Stephanie Monty is working on a two-year project to produce ‘designer’ stoma bags, and takes her inspiration from tattoos and nice underwear.
Bowel & Cancer Research teams up with Stephanie to add style to stomas
Stephanie Monty is using her engineering design skills to come up with new stoma bags which propel the clinical pouch into the realms of fashion.
Her company, Ostique, has won a two-year £320,000 grant from the UK’s innovation agency, Innovate UK, to develop a whole range of new stoma products.
The charity Bowel & Cancer Research was a co-applicant for the Innovate grant and is leading on all aspects of patient involvement for 18 months, including testing the prototypes with volunteers before they go into production.
Stephanie, 29, was inspired to launch Ostique by her two brothers and her dad, all of whom suffer from Crohn’s disease and face the possibility of having to live with a stoma in future.
“When I looked into what having a stoma meant, I thought surely a fabric bag stuck on with adhesive can’t be all that’s out there.
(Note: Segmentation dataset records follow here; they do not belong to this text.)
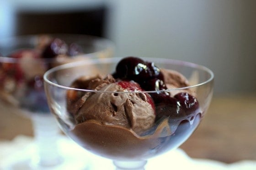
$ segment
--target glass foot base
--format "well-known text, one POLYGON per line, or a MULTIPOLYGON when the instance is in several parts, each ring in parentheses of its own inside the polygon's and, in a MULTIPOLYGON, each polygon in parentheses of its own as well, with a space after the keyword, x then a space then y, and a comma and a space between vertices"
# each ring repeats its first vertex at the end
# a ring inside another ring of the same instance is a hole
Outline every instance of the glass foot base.
POLYGON ((144 170, 144 166, 147 164, 147 160, 138 160, 125 161, 114 160, 113 163, 116 167, 117 170, 144 170))

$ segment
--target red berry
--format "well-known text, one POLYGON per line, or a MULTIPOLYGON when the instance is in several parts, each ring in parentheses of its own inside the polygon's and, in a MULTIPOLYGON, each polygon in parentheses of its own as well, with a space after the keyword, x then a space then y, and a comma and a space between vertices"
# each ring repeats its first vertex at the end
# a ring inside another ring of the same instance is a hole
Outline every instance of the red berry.
POLYGON ((139 85, 133 81, 121 81, 117 84, 123 88, 128 89, 132 91, 142 91, 139 85))
MULTIPOLYGON (((133 81, 121 81, 117 83, 122 88, 128 89, 131 91, 142 91, 144 90, 141 89, 139 85, 133 81)), ((153 99, 147 93, 145 93, 147 97, 147 101, 151 105, 152 108, 155 110, 155 104, 153 99)))

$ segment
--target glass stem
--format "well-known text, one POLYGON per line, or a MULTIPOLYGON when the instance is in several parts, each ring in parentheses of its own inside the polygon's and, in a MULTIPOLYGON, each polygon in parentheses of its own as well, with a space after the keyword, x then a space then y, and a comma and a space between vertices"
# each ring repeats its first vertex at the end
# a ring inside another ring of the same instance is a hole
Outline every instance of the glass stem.
POLYGON ((37 156, 32 158, 34 165, 49 167, 62 161, 58 149, 57 140, 59 128, 53 116, 50 114, 34 113, 32 115, 37 156))
POLYGON ((113 163, 116 166, 117 170, 145 170, 144 166, 147 164, 147 160, 140 160, 128 161, 116 160, 114 160, 113 163))

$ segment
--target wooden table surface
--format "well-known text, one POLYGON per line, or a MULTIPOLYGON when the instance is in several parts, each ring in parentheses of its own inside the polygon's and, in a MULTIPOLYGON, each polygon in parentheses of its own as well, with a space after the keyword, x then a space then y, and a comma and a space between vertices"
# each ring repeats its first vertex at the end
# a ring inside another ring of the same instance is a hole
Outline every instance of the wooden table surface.
MULTIPOLYGON (((256 95, 213 97, 196 131, 181 146, 191 157, 226 163, 256 160, 256 95)), ((0 141, 32 136, 31 121, 0 105, 0 141)))

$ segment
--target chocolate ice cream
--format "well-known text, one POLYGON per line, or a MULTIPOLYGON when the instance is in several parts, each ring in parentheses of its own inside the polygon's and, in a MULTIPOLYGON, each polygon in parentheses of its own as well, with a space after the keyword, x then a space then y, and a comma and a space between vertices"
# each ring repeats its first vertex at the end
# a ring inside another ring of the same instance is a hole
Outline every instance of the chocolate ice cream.
POLYGON ((189 85, 176 71, 124 58, 111 75, 82 77, 72 84, 93 91, 68 90, 75 124, 68 133, 85 148, 112 159, 146 159, 168 150, 191 135, 201 113, 190 90, 159 90, 189 85))

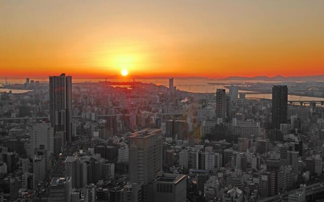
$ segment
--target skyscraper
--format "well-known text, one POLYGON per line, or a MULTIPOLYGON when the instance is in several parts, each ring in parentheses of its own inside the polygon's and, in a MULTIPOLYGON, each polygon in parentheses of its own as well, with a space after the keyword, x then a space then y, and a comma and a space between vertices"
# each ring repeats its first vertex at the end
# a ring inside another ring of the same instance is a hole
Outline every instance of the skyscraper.
POLYGON ((146 129, 130 136, 131 182, 148 184, 162 171, 161 129, 146 129))
POLYGON ((173 91, 174 87, 173 87, 173 78, 169 79, 169 89, 173 91))
POLYGON ((225 122, 226 116, 226 103, 225 89, 216 90, 216 118, 225 122))
POLYGON ((272 128, 280 129, 280 124, 287 123, 288 88, 287 85, 272 87, 272 128))
POLYGON ((229 95, 232 99, 237 99, 238 97, 238 89, 236 85, 230 85, 229 89, 229 95))
POLYGON ((68 142, 72 141, 71 96, 71 76, 65 74, 50 76, 51 125, 54 133, 65 132, 68 142))

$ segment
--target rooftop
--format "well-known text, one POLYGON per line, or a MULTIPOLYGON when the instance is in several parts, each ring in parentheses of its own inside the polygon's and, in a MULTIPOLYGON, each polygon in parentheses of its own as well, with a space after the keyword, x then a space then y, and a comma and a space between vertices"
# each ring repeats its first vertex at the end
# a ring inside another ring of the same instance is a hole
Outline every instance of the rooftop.
POLYGON ((145 138, 151 135, 160 133, 161 131, 160 129, 157 128, 146 128, 139 131, 132 133, 130 137, 143 137, 145 138))
POLYGON ((177 184, 186 177, 185 175, 165 174, 158 177, 154 180, 158 182, 172 183, 177 184))

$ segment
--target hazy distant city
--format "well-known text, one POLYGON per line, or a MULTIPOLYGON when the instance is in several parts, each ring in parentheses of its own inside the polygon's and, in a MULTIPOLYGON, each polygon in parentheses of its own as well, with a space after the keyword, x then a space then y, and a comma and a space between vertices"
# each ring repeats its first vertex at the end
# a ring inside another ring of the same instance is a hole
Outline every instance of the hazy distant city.
POLYGON ((324 197, 324 82, 72 76, 4 80, 2 201, 324 197))
POLYGON ((0 0, 0 202, 324 202, 324 0, 0 0))

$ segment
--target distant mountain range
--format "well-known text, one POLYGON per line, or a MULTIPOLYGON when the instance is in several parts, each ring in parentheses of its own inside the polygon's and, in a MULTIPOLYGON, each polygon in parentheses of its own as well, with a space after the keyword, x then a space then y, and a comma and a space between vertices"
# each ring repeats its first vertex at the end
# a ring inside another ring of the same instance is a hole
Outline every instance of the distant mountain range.
MULTIPOLYGON (((113 75, 107 77, 109 79, 118 79, 124 78, 125 77, 120 75, 113 75)), ((168 77, 168 76, 153 76, 145 77, 141 76, 129 76, 127 77, 129 79, 169 79, 170 78, 173 78, 174 79, 181 80, 259 80, 268 81, 324 81, 324 75, 316 76, 288 76, 278 75, 272 77, 266 76, 258 76, 254 77, 246 77, 240 76, 230 76, 225 78, 215 79, 212 78, 207 78, 198 76, 188 76, 188 77, 168 77)))
POLYGON ((239 76, 230 76, 219 80, 260 80, 269 81, 324 81, 324 75, 306 76, 276 76, 269 77, 266 76, 259 76, 254 77, 245 77, 239 76))
MULTIPOLYGON (((125 78, 120 75, 113 75, 107 77, 109 79, 118 79, 125 78)), ((173 78, 174 79, 188 79, 188 80, 207 80, 208 79, 206 77, 197 77, 197 76, 188 76, 188 77, 172 77, 172 76, 153 76, 153 77, 144 77, 141 76, 129 76, 128 78, 135 79, 169 79, 170 78, 173 78)))

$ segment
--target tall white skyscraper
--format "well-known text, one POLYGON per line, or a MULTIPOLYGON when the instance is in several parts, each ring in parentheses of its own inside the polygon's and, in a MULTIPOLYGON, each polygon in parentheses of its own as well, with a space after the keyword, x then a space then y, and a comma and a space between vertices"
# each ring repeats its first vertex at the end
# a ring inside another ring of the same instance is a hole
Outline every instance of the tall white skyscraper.
POLYGON ((71 112, 72 77, 62 74, 50 76, 50 121, 54 133, 65 131, 66 141, 72 141, 71 112))
POLYGON ((146 129, 130 136, 130 181, 148 184, 162 171, 161 129, 146 129))
POLYGON ((226 118, 226 103, 225 89, 216 90, 216 118, 225 122, 226 118))
POLYGON ((169 79, 169 89, 171 91, 173 91, 174 87, 173 86, 173 78, 169 79))
POLYGON ((229 95, 232 99, 237 99, 238 96, 238 89, 236 85, 231 85, 228 87, 229 95))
It really inspired me to think differently,” said Stephanie who studied Design and Engineering at Brunel University.
“Because I was immersed in the design world where we are focused on service to the customer, I thought, well, the customer is right here at home and this isn’t what my brothers would want.”
She addressed the design of stoma products in her final-year design project at Brunel in 2015 and founded her company Ostique in 2017.
The first designs of her new stoma bags were baked in her oven at home. She is now working with the Cambridge Design Partnership.
Stephanie and her team have come up with a working prototype (minimum viable product), made of silicone. The many designs vary in style, colour and shape. They use innovative adhesives to reduce skin inflammation. They include embossed stoma covers which can be matched to the wearer’s skin.
“I took my inspiration from nice underwear and tattoo artwork,” said Stephanie. “The aim was to come up with a product which isn’t an embarrassment. It can be worn for up to six hours for swimming, on the beach, in the gym or during intimacy. It must be sweat-proof, waterproof, leak-proof and even sun-cream-proof.
“I’m not saying that other products out there are bad. There are, however, unmet patient needs and I believe that, with this project, we can come up with something revolutionary.”
There are an estimated 200,000 ostomates in the UK. Many have had surgery for bowel cancer and other bowel disorders such as Crohn’s Disease and ulcerative colitis.
“The depression, anxiety and isolation experienced by many ostomates is very real – going to the beach and baring all is something which many don’t do,” said Stephanie. She expects her new stomas products to be available in 2022.
PPI Lead at Bowel & Cancer Research, Lesley Booth – an ostomate herself – is delighted that the charity is involved in the project.
“Our unique position of supporting bowel-related research means that we are able to tailor the PPI to help the development team and do our bit to make sure that the end product is as good for ostomates as it can possibly be.”
Stephanie received mentoring from the University of Birmingham’s business incubator the BizzInn. Whilst at the BizzInn, she was introduced to the ERDF-funded Medical Device Testing and Evaluation Centre (MD-TEC) and the NIHR Trauma Management MIC, both based at University Hospitals Birmingham NHS Foundation Trust, which will provide support for the testing and commercialisation of the product.